Si nos deux systèmes américains et français sont fondamentalement différents, avec une standardisation aux États-Unis qui s'opposent à notre très grande variété, nos chevaux français ont, sous l'impulsion d'une "américanisation" de notre cheptel, la capacité de bien faire de l'autre côté de l'Atlantique. Pour Pierre Vercruysse, "on a même des 2 et 3 ans qui sauraient aller très vite là-bas aussi". Ce sera peut-être lors d'une prochaine phase. Car pour le moment, ce sont donc des chevaux de 4 à 8 ans qui sont recherchés. Christian Le Barbey est convaincu que les profils potentiels sont nombreux : "Ils ont vu par l’expérience de chevaux importés ces dernières années qu'ils ont des aptitudes pour performer aux États-Unis. Le but est aussi de leur montrer qu’il y a dans notre cheptel des trotteurs susceptibles de répondre à leurs attentes : des chevaux faciles dans leurs allures, avec un bon mental, à même d’être entraîné sur le même site que celui des courses." Aux États-Unis, ils évolueront à 100% corde à gauche, avec des départs exclusivement à l'autostart et sur des pistes soit de 800m, soit de 1000m, soit de 1600m.
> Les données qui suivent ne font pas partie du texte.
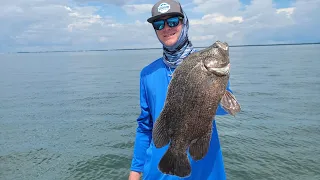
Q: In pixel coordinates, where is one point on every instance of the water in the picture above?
(72, 115)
Côté américain, une forme d'impatience semble en tout cas poindre autour de cette vente à écouter Scott DiDomenico (Gaitway Farm, Manalapan), entraîneur dans le New Jersey : "Comme tout le monde a besoin de chevaux, en particulier de trotteurs, une vente française est une excellente occasion d'apporter du sang neuf et de construire des relations pour l'avenir tout en augmentant le nombre de trotteurs disponibles. Une telle entreprise est vraiment passionnante".

Les trotteurs français que j'ai vus il y a quelques années étaient pour la plupart des chevaux bien élevés qui dépassaient de loin nos attentes.